Sociologist Duncan Watts has done a series of experiments to offer a long overdue challenge Malcolm Gladwell’s The Tipping Point and Jonathan Berry and Ed Keller’s The Influentials. The long-held romantic notion that some charismatic cultural alphas spread ideas, and the men in grey flannel just need to get their products in their hands–the ‘Law of the Few’–is back in play. A nice article discusses this in more detail, a long section, towards the end of the piece:
Watts wanted to find out whether the success of a hot trend was reproducible. For example, we know that Madonna became a breakout star in 1983. But if you rewound the world back to 1982, would Madonna break out again? To find out, Watts built a world populated with real live music fans picking real music, then hit rewind, over and over again. Working with two colleagues, Watts designed an online music-downloading service. They filled it with 48 songs by new, unknown, and unsigned bands. Then they recruited roughly 14,000 people to log in. Some were asked to rank the songs based on their own personal preference, without regard to what other people thought. They were picking songs purely on each song’s merit. But the other participants were put into eight groups that had “social influence”: Each could see how other members of the group were ranking the songs.

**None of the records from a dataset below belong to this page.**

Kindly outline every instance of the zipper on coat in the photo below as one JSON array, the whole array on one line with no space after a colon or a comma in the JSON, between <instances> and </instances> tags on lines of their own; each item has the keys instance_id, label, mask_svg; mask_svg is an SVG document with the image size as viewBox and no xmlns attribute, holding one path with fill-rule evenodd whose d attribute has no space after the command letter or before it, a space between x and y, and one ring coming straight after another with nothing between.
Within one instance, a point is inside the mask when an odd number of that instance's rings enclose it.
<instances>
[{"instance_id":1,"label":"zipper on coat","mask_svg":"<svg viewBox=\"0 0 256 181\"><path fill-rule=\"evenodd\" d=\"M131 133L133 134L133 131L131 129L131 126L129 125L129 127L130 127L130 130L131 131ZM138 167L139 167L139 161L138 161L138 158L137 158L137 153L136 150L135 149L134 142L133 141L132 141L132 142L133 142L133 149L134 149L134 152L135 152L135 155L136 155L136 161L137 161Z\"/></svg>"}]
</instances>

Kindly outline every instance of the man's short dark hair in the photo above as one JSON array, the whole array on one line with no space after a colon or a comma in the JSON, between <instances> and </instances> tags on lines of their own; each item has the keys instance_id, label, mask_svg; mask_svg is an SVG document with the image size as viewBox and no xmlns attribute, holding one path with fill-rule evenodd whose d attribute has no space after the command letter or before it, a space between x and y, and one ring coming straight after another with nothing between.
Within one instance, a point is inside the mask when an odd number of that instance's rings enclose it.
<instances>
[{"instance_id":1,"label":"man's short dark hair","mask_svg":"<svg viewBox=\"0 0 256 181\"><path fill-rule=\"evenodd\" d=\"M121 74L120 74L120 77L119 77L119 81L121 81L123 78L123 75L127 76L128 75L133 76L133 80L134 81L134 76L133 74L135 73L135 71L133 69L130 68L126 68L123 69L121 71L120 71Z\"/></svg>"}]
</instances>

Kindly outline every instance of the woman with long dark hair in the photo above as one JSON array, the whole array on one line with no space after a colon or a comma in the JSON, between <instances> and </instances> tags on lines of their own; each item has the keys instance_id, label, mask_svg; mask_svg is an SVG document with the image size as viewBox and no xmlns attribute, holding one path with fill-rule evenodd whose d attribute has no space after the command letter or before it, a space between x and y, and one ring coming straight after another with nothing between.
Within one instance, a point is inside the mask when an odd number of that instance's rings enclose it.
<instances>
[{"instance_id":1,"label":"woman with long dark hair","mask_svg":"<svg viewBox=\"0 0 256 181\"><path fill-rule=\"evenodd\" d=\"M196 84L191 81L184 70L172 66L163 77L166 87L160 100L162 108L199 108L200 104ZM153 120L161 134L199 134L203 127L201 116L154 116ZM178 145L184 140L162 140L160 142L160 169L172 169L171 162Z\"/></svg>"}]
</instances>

Watts predicted that word of mouth would take over. And sure enough, that’s what happened. In the merit group, the songs were ranked mostly equitably, with a small handful of songs drifting slightly lower or higher in popularity. But in the social worlds, as participants reacted to one another’s opinions, huge waves took shape. A small, elite bunch of songs became enormously popular, rising above the pack, while another cluster fell into relative obscurity.
But here’s the thing: In each of the eight social worlds, the top songs–and the bottom ones–were completely different. For example, the song “Lockdown,” by 52metro, was the No. 1 song in one world, yet finished 40 out of 48 in another. Nor did there seem to be any compelling correlation between merit and success. In fact, Watts explains, only about half of a song’s success seemed to be due to merit. “In general, the ‘best’ songs never do very badly, and the ‘worst’ songs never do extremely well, but almost any other result is possible,” he says. Why? Because the first band to snag a few thumbs-ups in the social world tended overwhelmingly to get many more. Yet who received those crucial first votes seemed to be mostly a matter of luck.